We will continue to make every dollar donated stretch to five meals for our hungry neighbors.””

— Liz Dierolf

When the COVID-19 pandemic hit last spring, the River Bend Foodbank experienced an influx of people who had never relied on it before. In combination with this and the disruptions to the food supply change, the foodbank was left with less manpower and more mouths than ever to feed. This forced them to address the unfortunate dilemma of figuring out how to supply enough food to provide for those in need. 

Initially, the foodbank altered their distribution methods by developing a no-contact, drive-through pick-up process. By pre-boxing food, the foodbank was able to limit the number of people in the warehouse to ensure they followed social distancing guidelines.

However, according to Liz Dierolf, Marketing and Strategic Communications Manager at River Bend Foodbank, the foodbank postponed the Student Hunger Drive out of safety and health concerns for participating students. “Because we have to postpone the [Student Hunger] Drive this year to keep everyone safe and healthy, the foodbank will have to supplement what would’ve normally been donated by purchasing food from other resources,” explained Dierwolf. This decision leaves the foodbank facing additional costs to serve the growing number of food insecure people in the community. 

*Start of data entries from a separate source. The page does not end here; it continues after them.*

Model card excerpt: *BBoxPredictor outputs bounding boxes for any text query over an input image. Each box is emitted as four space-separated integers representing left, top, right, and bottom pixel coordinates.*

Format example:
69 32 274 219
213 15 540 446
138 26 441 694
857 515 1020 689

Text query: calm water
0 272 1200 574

Even with the increased costs of supplying food, the foodbank is determined to continue to provide for the communities it serves. “River Bend Foodbank will take on the responsibility of making sure no one in the community is negatively impacted by the postponing of the Student Hunger Drive,” Dierwolf assured. “We will continue to make every dollar donated stretch to five meals for our hungry neighbors.” Thanks to donations, the foodbank has no plans to reduce provisions to partner agencies and will continue to provide food.

Although the delaying of the Student Hunger Drive has drastically impacted the River Bend Foodbank, both Spartan Assembly and the foodbank are looking to January with high hopes.